ReinforcementLearning.jl icon indicating copy to clipboard operation
ReinforcementLearning.jl copied to clipboard

add CUDA accelerated Env

Open norci opened this issue 5 years ago • 5 comments

Nvidia has ported Atari to CUDA: https://github.com/NVlabs/cule The biggest benefit is, the data are in GPU memory, thus avoided memory copy between host & device.

My ideas are:

add cule as a 3rd party env

then update the algorithms in ReinforcementLearningZoo.jl, in order to use CuArray as actions, states, trajectory buffers...

implement a env wrapper

it should be a parallel GPU kernel, which setup the launch options, and execute the built in env.

future work

Numba has many limitations in kernel code. https://numba.pydata.org/numba-doc/dev/cuda/overview.html Use C++ to implement CUDA kernel is more difficult than Numba. But Julia has great support for CUDA programming, so this is the best choice for RL.

If this experiment is successful, then we can port some 3rd party env into Julia code, or the users can implement custom env, and train agents with this framework.

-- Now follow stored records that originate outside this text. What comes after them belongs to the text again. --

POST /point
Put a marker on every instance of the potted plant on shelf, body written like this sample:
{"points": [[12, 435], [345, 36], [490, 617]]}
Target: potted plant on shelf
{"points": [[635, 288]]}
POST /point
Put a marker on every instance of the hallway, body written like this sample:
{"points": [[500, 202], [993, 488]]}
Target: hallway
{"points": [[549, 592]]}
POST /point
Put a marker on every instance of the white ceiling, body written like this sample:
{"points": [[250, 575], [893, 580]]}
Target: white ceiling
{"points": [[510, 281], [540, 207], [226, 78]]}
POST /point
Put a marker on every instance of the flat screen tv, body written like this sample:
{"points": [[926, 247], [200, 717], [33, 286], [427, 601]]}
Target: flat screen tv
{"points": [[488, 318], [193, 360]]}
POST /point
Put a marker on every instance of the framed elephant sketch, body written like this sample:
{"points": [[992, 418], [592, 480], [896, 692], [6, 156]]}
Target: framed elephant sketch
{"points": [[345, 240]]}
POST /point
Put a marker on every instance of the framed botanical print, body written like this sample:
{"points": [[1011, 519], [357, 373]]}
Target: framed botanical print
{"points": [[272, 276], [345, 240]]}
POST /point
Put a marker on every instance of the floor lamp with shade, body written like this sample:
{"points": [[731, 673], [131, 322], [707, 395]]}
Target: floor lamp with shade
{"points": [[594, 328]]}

norci avatar Sep 25 '20 08:09 norci

I tried to implement a cuda wrapper like this:

using CUDA

struct CudaEnv{E} <: AbstractEnv
    envs::CuArray{E}
end

function launch_actions(env, actions)
    index = (blockIdx().x - 1) * blockDim().x + threadIdx().x
    stride = blockDim().x * gridDim().x
    for i in index:stride:length(env)
        @inbounds env[i](actions[i])
    end
    return nothing
end

function (env::CudaEnv)(actions)
    numblocks = ceil(Int, length(env) / 256)
    CUDA.@sync begin
        @cuda threads = 256 blocks = numblocks launch_actions(env.envs, actions)
    end
end

But It seems CuArray does not support use struct as it's element type.

julia> adapt(CuArray, [CartPoleEnv() for i in 1:2])
ERROR: CuArray only supports bits types
Stacktrace:
 [1] error(::String) at ./error.jl:33
 [2] CuArray{CartPoleEnv{Float64,Random._GLOBAL_RNG},1}(::UndefInitializer, ::Tuple{Int64}) at /root/.julia/packages/CUDA/dZvbp/src/array.jl:115
julia> using StructArrays
julia> replace_storage(CuArray, StructArray(CartPoleEnv() for i in 1:2))
ERROR: CuArray only supports bits types
Stacktrace:
 [1] error(::String) at ./error.jl:33
 [2] CuArray{MultiContinuousSpace{Array{Float64,1}},1}(::UndefInitializer, ::Tuple{Int64}) at /root/.julia/packages/CUDA/dZvbp/src/array.jl:115

I think it's impossible to implement a generic cuda wrapper in this framework, if CUDA.jl does not support arbitary data type.

We have to implement the env for cuda explicitly. e.g.

  • the state of the env should be put in a struct, in order to use a StructArray.
  • the parameters of the env should be put into GPU's global memory, in order to use them in a cuda kernel.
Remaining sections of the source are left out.